Breakfast with the Ones You Love
- Cover of first edition
- Author: Eliot Fintushel
- Cover artist: Stephen Youll
- Language: English
- Genre: Fantasy
- Publisher: Bantam Books
- Publication date: 2007
- Publication place: United States
- Media type: Print (paperback, ebook)
- Pages: x, 275
- ISBN: 978-0-553-38405-5
- OCLC: 70836793

= Breakfast with the Ones You Love =

2007 novel by Eliot Fintushel

Breakfast with the Ones You Love is a contemporary fantasy novel by American author Eliot Fintushel. It was first published in ebook by Bantam Books in February 2007, followed by a trade paperback edition from the same publisher in March of the same year.

==Summary==
Lea Tillem, a 16-year old runaway, has been battered by the world, to which she shows an emotionless face. Her only two relationships are with her talking cat Tule and her heroin-dealing boyfriend Jack Konar, whom she rescued when one of his drug deals went bad. Convinced he is one of the Chosen who will be taken up into heaven by God Tetragrammaton, Jack is "building a spaceship" (decorating an abandoned room) in the back of a Sears and Roebuck store; God's ship is to dock there when it is finished. Lea helps him in his eccentric project in the hope Jack will take her along. Complications occur. The Mafia, learning of Lea's secret ability to kill with a thought, tries to get her to fix a boxing match, which she bungles by targeting the wrong contestant; now the local boss has it in for her. A group of men called the Minyan, Jack's secret guardians, show up, one of whom turns out to be Lea's missing brother.

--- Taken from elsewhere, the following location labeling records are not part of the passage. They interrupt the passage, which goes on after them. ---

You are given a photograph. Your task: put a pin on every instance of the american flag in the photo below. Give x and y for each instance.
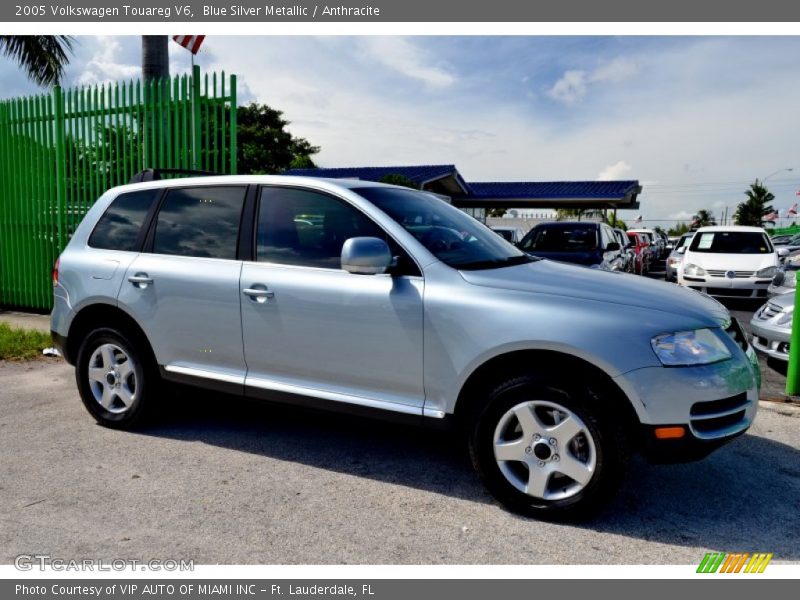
(190, 42)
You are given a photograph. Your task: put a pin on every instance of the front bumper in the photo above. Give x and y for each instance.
(712, 403)
(770, 339)
(744, 287)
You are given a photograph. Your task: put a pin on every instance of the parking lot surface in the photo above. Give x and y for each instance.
(220, 480)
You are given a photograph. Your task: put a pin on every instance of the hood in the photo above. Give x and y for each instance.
(559, 279)
(589, 257)
(734, 262)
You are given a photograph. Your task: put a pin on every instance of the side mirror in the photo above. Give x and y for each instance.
(366, 256)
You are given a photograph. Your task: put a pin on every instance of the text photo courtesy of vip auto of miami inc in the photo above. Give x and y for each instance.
(399, 300)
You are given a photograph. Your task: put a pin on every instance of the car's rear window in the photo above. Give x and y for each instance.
(565, 238)
(118, 228)
(731, 242)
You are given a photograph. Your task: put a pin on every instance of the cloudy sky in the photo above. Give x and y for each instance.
(694, 119)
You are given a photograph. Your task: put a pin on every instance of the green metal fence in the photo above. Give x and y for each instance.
(59, 152)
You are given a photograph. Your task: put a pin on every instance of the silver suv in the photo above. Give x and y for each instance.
(384, 300)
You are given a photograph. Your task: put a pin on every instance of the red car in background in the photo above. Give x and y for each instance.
(641, 247)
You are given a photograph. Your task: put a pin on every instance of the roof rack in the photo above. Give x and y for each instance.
(156, 174)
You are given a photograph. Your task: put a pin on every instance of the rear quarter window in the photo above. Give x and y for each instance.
(119, 227)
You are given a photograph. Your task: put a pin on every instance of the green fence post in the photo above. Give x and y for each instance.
(792, 373)
(61, 183)
(196, 117)
(233, 126)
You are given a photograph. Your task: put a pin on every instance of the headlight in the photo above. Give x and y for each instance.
(768, 272)
(699, 347)
(694, 271)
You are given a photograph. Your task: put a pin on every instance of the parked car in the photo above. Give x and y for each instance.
(676, 256)
(641, 247)
(729, 261)
(771, 326)
(785, 279)
(397, 304)
(628, 252)
(657, 246)
(583, 242)
(513, 235)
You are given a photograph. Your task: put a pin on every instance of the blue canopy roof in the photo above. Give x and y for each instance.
(509, 194)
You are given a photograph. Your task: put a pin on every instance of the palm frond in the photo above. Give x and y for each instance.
(43, 57)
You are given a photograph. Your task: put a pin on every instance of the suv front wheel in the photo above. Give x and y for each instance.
(115, 378)
(543, 448)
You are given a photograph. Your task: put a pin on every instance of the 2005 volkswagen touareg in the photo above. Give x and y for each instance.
(375, 298)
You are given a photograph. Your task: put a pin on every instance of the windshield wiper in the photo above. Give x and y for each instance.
(497, 263)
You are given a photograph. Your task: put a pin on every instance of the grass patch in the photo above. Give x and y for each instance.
(22, 344)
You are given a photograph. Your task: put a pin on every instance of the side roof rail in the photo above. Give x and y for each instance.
(157, 174)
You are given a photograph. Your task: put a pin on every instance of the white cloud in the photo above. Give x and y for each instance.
(615, 171)
(403, 56)
(570, 88)
(105, 65)
(574, 84)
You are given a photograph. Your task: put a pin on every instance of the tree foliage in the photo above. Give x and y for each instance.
(753, 210)
(264, 145)
(42, 57)
(703, 218)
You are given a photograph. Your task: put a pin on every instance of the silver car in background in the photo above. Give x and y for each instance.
(381, 300)
(772, 327)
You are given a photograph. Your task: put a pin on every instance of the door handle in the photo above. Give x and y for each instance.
(258, 294)
(140, 280)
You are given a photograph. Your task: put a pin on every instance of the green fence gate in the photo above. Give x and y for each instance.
(59, 153)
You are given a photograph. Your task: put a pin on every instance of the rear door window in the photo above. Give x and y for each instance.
(120, 225)
(201, 222)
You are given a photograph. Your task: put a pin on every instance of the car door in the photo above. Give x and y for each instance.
(183, 289)
(313, 329)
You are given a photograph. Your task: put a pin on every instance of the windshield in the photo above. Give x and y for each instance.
(556, 237)
(731, 242)
(451, 235)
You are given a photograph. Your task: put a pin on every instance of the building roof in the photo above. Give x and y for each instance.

Lea's landlady is revealed to also be able to kill with a thought. The devil possesses Lea's brother and fights off everyone else. Somehow, in all this madness, Lea starts to reconnect with the world.

==Reception==
According to Paul Kincaid, writing in Strange Horizons, the novel "read[s] like a crazy, quirky short story that got away from the author and grew way beyond its natural length ... a pretty good novella [that] has been bulked out artificially to qualify as a novel." Finding it "edgy and involving" at first, he feels it falters once Fintushel "makes it plain that everything is meant literally. From that moment on he has to load [on] more and more weirdness ... to keep the thing moving at the headlong rush he has established." Kincaid also finds the novel's Yiddish "bounce and rhythm, which "gives [Fintushel's] short stories their particular verve and character ... rather tiring" put in the mouth of the explicitly non-Jewish narrator. He deems the book's "remorseless" pace, "succession of determinedly quirky characters," and "one-pitch narrative voice" exhausting to the reader, while noting "there are enough set-piece scenes and sparkling passages of dialogue [to] remind you how good [the author] can be when fully in control of his material."

The novel was also reviewed by Faren Miller in Locus no. 557, June 2007, and Peter Heck in Asimov's Science Fiction, December 2007.

==Awards==
Breakfast with the Ones You Love placed eighth the 2008 Locus Poll Award for Best First Novel.